Bill Cunningham said:
I think I might understand this now. For that fopen call perhaps I
should've used perror(fp); But I read in my book that there is a colon so I
'm going to go out on the limb here and say this,
perror(fp:"open error");
Does that look correct?
No, it looks stupid. It looks like you're making wild guesses and
posting them here without the slightest effort to find the real
answer.
perhaps I should've used perror(fp);
Where on Earth did you get that idea? fp is of type FILE*; you should
know, you declared it yourself. Does perror take an argument of type
FILE*? If you don't know, how would you find out *before* making a
fool of yourself by posting here?
You're calling a standard library fucntion
LOOK IT UP. You have a copy of K&R2; use it.
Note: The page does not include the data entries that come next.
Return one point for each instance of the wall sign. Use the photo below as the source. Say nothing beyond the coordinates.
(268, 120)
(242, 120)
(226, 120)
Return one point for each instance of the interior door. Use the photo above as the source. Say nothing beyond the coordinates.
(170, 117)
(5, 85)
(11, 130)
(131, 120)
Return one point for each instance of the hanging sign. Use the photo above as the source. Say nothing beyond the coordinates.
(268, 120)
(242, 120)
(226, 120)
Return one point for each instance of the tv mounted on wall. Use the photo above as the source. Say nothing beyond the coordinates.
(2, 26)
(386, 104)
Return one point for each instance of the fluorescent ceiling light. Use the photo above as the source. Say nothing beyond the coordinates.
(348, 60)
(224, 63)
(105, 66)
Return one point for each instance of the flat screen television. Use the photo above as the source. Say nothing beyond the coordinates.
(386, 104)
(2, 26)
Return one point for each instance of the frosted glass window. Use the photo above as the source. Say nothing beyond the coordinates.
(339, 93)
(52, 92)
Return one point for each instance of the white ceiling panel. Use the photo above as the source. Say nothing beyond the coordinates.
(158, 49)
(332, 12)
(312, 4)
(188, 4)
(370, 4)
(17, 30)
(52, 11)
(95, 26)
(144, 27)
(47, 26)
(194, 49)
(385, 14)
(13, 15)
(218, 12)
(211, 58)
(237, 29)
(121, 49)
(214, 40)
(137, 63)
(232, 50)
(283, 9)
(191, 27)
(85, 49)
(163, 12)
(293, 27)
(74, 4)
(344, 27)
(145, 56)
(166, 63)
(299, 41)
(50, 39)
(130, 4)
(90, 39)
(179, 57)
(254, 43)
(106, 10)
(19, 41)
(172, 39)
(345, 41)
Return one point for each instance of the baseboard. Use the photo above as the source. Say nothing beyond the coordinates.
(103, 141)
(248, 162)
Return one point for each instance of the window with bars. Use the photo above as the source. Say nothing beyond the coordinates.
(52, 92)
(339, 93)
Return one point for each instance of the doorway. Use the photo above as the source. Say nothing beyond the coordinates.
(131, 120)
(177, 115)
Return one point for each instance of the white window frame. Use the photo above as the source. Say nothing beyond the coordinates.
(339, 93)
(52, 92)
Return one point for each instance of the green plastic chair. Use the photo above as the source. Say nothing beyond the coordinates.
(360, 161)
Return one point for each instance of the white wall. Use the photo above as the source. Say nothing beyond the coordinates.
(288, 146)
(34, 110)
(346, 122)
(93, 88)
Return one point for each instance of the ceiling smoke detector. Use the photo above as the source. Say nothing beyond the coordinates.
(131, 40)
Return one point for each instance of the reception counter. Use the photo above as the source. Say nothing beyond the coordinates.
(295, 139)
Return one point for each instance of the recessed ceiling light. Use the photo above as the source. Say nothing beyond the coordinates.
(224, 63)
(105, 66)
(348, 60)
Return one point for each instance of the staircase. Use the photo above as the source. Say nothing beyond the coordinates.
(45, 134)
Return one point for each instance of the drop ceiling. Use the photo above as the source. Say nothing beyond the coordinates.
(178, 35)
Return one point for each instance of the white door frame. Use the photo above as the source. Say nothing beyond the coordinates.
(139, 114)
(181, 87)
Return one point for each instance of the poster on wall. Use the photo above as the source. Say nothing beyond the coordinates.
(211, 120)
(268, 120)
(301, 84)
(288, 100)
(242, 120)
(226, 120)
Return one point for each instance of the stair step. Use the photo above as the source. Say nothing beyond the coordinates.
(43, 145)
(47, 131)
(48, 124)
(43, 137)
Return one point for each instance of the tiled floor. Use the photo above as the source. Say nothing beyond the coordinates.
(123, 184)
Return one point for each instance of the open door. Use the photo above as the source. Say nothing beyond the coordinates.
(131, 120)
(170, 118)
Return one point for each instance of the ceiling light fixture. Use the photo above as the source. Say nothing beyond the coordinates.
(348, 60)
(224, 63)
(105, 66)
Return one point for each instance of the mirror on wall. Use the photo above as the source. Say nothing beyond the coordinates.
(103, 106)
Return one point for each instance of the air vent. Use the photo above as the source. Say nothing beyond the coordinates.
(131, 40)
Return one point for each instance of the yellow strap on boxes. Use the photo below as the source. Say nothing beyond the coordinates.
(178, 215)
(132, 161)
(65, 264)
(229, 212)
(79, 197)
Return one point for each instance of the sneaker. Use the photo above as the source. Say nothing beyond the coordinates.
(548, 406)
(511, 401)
It explains how to use
perror.
If you had even bothered to compile it before posting (and you should
never post code here if you haven't first tried to compile it), you
would have gotten an error message from the compiler.
But I read in my book that there is a colon so I'm going to go out
on the limb here and say this,
perror(fp:"open error");
That's a syntax error. The limb just broke under you.
You read in your book that "there is a colon"? What does that even
mean? It didn't say that there's a colon in the call to perror, did
it? You saw the word "colon" somewhere, and this prompted you to add
a ':' character to a function call. Whatever thought process led you
to think that *might* be a good idea is fundamentally flawed.